We don't see enough of Marie and Phineas Finn to be sure, but the glimpses we have of them in Trollope (in The Prime Minister and in The Duke's Children, we see a very close-knit couple--a love match, yes, but one in which each has a sphere of autonomy--Marie has her business, Phineas his career in the Commons. But they are fiercely mutually protective, and seem attuned to each other in a way that childless couples often can be.

In projecting them out in Phineas at Bay, that is the direction I followed. However, the question remained:

What about the Duke? Where would Planty Pall be, some ten years after Glencora's death?

And, most of all, should I leave him there?

True confession time: I thought of it--just leave him where Trollope did, alone again, building bridges to the next generation without Glencora. Keep him a minor character, a walk on, really. After all, he's not that integral to the two Phineas novels.

But then I remembered a pair of scenes in Trollope's Last Chronicle of Barset. When Mrs. Proudie, the domineering virago who has split the diocese and ruled over her husband through five novels, suddenly dies, he is transfixed by profoundly mixsed emotions:
He was free now. Even in his misery,—for he was very miserable,—he could not refrain from telling himself that. No one could now press uncalled-for into his study, contradict him in the presence of those before whom he was bound to be authoritative, and rob him of all his dignity. There was no one else of whom he was afraid. She had at least kept him out of the hands of other tyrants. He was now his own master, and there was a feeling,—I may not call it of relief, for as yet there was more of pain in it than of satisfaction,—a feeling as though he had escaped from an old trouble at a terrible cost of which he could not as yet calculate the amount. He knew that he might now give up all idea of writing to the archbishop.
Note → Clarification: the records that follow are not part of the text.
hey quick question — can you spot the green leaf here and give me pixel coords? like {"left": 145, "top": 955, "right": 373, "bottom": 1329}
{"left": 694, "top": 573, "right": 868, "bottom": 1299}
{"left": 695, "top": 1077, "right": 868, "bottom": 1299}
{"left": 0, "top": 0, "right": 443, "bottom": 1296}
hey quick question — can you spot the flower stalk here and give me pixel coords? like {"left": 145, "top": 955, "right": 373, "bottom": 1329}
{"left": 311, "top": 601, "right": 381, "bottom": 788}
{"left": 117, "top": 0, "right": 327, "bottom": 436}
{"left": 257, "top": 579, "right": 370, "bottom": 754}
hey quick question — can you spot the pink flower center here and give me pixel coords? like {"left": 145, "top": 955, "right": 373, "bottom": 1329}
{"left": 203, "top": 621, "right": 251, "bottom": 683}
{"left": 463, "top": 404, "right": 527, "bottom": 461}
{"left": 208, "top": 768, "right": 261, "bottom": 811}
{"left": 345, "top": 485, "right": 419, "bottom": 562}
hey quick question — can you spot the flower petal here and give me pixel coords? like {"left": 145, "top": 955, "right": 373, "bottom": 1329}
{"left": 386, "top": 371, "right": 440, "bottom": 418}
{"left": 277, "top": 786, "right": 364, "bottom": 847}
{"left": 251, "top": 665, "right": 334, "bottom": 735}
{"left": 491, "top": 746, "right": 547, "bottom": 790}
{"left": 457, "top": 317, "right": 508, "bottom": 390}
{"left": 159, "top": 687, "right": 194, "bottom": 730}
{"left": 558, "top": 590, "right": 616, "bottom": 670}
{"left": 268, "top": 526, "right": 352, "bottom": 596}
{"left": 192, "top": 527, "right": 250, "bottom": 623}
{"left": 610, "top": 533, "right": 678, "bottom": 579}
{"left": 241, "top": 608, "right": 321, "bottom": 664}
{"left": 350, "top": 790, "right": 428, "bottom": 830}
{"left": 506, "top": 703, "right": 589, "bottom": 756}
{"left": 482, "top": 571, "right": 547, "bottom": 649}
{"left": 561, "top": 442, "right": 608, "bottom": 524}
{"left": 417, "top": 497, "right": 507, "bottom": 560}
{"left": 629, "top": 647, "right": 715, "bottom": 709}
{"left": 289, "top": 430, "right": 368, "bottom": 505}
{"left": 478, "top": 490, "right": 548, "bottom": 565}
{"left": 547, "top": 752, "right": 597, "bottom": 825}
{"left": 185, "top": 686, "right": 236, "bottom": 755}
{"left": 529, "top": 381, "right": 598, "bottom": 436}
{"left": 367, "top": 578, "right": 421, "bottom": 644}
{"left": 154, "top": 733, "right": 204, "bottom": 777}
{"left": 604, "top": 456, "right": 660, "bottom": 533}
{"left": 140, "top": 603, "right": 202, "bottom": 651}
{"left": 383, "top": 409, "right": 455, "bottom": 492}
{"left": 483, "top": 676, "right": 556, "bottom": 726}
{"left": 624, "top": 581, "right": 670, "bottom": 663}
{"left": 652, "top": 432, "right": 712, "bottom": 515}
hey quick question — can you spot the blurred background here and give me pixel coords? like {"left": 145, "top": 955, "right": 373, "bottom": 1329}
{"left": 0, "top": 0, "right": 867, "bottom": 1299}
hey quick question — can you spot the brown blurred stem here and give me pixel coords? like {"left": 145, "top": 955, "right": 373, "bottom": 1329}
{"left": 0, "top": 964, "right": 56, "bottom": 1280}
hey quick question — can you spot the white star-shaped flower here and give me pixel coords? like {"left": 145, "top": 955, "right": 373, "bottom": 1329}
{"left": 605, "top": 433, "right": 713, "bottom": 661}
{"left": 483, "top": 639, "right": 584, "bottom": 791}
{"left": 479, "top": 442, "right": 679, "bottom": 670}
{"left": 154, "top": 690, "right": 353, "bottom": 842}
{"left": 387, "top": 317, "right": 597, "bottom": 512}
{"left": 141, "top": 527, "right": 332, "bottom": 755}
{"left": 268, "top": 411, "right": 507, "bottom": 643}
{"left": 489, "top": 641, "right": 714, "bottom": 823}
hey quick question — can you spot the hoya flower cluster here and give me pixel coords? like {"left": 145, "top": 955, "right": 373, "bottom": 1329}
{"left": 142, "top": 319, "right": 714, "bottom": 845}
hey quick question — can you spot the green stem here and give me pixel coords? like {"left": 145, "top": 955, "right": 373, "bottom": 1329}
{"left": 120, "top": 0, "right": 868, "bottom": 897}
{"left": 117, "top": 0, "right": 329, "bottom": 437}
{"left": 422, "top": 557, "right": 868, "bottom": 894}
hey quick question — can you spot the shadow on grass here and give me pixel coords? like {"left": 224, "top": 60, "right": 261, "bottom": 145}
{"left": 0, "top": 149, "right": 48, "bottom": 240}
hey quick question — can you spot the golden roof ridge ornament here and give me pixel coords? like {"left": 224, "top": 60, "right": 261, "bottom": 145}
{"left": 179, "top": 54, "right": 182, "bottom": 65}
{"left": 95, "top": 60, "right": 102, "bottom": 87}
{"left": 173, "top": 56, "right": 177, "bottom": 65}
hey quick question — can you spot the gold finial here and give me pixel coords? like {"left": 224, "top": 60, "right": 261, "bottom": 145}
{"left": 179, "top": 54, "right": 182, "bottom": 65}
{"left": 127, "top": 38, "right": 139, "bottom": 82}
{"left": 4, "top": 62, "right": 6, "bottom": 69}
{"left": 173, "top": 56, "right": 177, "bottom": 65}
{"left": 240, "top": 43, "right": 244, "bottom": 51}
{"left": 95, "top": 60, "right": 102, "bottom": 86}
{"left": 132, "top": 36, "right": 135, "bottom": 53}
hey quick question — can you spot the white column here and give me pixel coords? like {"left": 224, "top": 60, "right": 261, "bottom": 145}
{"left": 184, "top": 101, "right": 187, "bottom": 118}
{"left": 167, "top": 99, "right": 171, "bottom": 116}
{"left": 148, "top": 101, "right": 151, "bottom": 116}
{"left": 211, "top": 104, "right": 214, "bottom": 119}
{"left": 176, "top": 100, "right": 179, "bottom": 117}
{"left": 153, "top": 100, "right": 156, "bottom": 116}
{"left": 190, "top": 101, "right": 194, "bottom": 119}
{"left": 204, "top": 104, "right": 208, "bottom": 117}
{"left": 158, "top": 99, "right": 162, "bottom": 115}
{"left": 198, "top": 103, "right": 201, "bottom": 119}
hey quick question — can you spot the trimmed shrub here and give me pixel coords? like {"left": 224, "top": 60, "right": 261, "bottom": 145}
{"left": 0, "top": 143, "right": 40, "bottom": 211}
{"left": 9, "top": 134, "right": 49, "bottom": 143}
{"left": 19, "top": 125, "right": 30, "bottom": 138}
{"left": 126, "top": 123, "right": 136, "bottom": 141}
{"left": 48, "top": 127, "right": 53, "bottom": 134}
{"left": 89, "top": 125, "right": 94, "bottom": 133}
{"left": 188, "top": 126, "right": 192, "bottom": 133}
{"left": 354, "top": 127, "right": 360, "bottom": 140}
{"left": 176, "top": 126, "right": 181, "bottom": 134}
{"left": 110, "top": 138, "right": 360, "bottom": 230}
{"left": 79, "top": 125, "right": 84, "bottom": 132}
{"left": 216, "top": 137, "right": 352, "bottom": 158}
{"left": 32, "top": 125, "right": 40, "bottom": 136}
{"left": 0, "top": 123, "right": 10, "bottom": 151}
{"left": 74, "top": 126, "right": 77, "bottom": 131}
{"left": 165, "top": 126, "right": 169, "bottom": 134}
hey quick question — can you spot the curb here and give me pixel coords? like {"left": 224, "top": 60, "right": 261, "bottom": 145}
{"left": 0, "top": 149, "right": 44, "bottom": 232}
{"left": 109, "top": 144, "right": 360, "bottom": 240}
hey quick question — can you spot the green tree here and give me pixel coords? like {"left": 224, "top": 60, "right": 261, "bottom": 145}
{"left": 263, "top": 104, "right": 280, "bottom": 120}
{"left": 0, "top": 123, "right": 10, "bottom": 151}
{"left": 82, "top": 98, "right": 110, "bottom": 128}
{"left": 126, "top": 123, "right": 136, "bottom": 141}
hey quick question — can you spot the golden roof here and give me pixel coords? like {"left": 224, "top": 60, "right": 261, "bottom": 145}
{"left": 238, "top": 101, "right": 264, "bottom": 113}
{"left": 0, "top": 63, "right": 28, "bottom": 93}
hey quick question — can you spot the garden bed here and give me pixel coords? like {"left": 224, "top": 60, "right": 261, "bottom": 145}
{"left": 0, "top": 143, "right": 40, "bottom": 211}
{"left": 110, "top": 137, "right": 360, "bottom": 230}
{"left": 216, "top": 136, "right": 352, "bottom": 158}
She had in some ways, and at certain periods of his life, been very good to him. She had kept his money for him and made things go straight, when they had been poor. His interests had always been her interests. Without her he would never have been a bishop. So, at least, he told himself now, and so told himself probably with truth. She had been very careful of his children. She had never been idle. She had never been fond of pleasure. She had neglected no acknowledged duty. He did not doubt that she was now on her way to heaven. He took his hands down from his head, and clasping them together, said a little prayer. It may be doubted whether he quite knew for what he was praying. The idea of praying for her soul, now that she was dead, would have scandalized him. He certainly was not praying for his own soul. I think he was praying that God might save him from being glad that his wife was dead.
That last brilliant sentence (echoing a description of Archdeacon Grantly in Barchester Towers, at a time when he will, if his father, then the bishop, dies before the Government falls, be appointed to the See) is where a lesser novelist would have left the Bishop forever. But Trollope knows that life goes on. We adapt, we begin to rebuild. So Bishop Proudie, still I'm mourning, appears again, and reaches out to his former foe, the Archdeacon, at the funeral of Mr Harding, the Warden of the first novel:
And in the transept they were joined by another clergyman whom no one had expected to see that day. The bishop was there, looking old and worn,—almost as though he were unconscious of what he was doing. Since his wife's death no one had seen him out of the palace or of the palace grounds till that day. But there he was,—and they made way for him into the procession behind the two ladies,—and the archdeacon, when he saw it, resolved that there should be peace in his heart, if peace might be possible.
What I took from this was that I would be breaking faith with Trollope if I left Planty Pall where I found him. The story must move forward, or not be attempted at all.

What McGrath calls--quite rightly, in my opinion--the best depiction of marriage in literature deserves no less.